Background: Lipoprotein(a) [Lp(a)] is associated with increased risk of myocardial infarction, although the mechanism for this observation remains uncertain.
Objectives: This study aims to investigate whether Lp(a) is associated with adverse plaque progression.
Methods: Lp(a) was measured in patients with advanced stable coronary artery disease undergoing coronary computed tomography angiography at baseline and 12 months to assess progression of total, calcific, noncalcific, and low-attenuation plaque (necrotic core) in particular. High Lp(a) was defined as Lp(a) ≥ 70 mg/dL. The relationship of Lp(a) with plaque progression was assessed using linear regression analysis, adjusting for body mass index, segment involvement score, and ASSIGN score (a Scottish cardiovascular risk score comprised of age, sex, smoking, blood pressure, total and high-density lipoprotein [HDL]-cholesterol, diabetes, rheumatoid arthritis, and deprivation index).

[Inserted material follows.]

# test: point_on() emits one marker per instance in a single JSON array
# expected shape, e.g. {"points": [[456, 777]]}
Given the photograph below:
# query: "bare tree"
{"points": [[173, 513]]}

Results: A total of 191 patients (65.9 ± 8.3 years of age; 152 [80%] male) were included in the analysis, with median Lp(a) values of 100 (range: 82 to 115) mg/dL and 10 (range: 5 to 24) mg/dL in the high and low Lp(a) groups, respectively. At baseline, there was no difference in coronary artery disease severity or plaque burden. Patients with high Lp(a) showed accelerated progression of low-attenuation plaque compared with low Lp(a) patients (26.2 ± 88.4 mm ³ vs -0.7 ± 50.1 mm ³ ; P = 0.020). Multivariable linear regression analysis confirmed the relation between Lp(a) and low-attenuation plaque volume progression (β = 10.5% increase for each 50 mg/dL Lp(a), 95% CI: 0.7%-20.3%). There was no difference in total, calcific, and noncalcific plaque volume progression.
Conclusions: Among patients with advanced stable coronary artery disease, Lp(a) is associated with accelerated progression of coronary low-attenuation plaque (necrotic core). This may explain the association between Lp(a) and the high residual risk of myocardial infarction, providing support for Lp(a) as a treatment target in atherosclerosis.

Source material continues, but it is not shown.